I’d say it documents the struggles, escapes, and the joys of working class life, all that sort of stories. It nitpicks all the little quirks of everyday life. There’s a song in there called We Get By, which is actually going to be the title of the album. And it’s talking about, you know, your hot water boiler not working in your house and you haven’t quite finished the decorating on the landing and just everyday shit. Sometimes you don’t have the money to do all these great things. But at the end of the day, you make ends meet and then, at the end of the week if you want to have a drink or smoke or whatever and just take it easy that’s up to you.

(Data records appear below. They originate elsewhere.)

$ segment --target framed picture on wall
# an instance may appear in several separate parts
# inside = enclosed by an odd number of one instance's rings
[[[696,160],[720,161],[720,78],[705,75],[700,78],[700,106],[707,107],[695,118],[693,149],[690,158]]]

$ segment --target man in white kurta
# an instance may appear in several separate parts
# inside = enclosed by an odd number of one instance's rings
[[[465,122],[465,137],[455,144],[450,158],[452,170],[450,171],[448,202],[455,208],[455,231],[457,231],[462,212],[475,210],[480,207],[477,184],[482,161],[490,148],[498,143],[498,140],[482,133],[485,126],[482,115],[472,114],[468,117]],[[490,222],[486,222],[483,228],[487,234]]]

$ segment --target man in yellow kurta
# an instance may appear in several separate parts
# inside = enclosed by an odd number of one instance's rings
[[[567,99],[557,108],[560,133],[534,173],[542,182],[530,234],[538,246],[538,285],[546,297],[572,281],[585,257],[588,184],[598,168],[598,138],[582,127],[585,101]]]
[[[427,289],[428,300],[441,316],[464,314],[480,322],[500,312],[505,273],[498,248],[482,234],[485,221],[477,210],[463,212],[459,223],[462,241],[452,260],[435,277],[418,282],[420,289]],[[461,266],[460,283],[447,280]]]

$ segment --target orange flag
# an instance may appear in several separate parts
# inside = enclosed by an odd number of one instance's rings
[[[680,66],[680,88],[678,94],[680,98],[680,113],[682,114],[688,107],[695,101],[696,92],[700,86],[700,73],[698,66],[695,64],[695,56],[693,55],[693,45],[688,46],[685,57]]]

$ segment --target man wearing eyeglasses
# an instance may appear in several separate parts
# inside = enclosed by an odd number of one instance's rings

Musically, it’s definitely quite rootsy. I’d say it’s somewhere between — I don’t know if you’ve heard the La’s before it’s got a bit of that in there. It’s a bit, there’s a Liverpool band called Shack. There’s Beatles elements to it. There’s a song that was just released called Grinding the Gears. It’s got a sort of Cast slash Oasis vibe, it’s not heavy on the ears, it’s not too soft either.

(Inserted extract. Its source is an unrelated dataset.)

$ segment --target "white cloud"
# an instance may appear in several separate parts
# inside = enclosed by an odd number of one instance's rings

What would you say is the most memorable moment of your musical career?

My music career is sort of split between football and my original music, so for the football side of it definitely it’s got to be playing to 60000 thousand people in Madrid. If I could do half of that with my original music, I’d be in dreamland.

In terms of my own music, I think releasing my first single and doing the first everything around that first single was great — my first single launch gig, my first official gig playing my own music outside of the football world. With everybody singing that song Weekend in Paradise back to me, it was an amazing, amazing experience. It’s your dream as a musician. You know, when you looked at the videos of Oasis playing in all the stadiums and all the people singing. “That guy, he made that song, with a pen and paper in his bedroom and now all those people singing back to him, that’s amazing, that’s what I want.”

And for me to have my first real taste of that, to see people basically losing their shit to one of my songs, it was just a feeling of euphoria.

Do you have anything else you want to share? Just in general to your fans?

There’s a lot more to come from me. I set my ambitions high so I want to be the best of the best. Wait for that, and thank you. This is the main thing I want to say to everybody who’s listened or supported me in any way. It means the world. You need everything you can get. So thank you very much.

If you happen to have stumbled upon this chat and don’t know who I am, take a chance on me.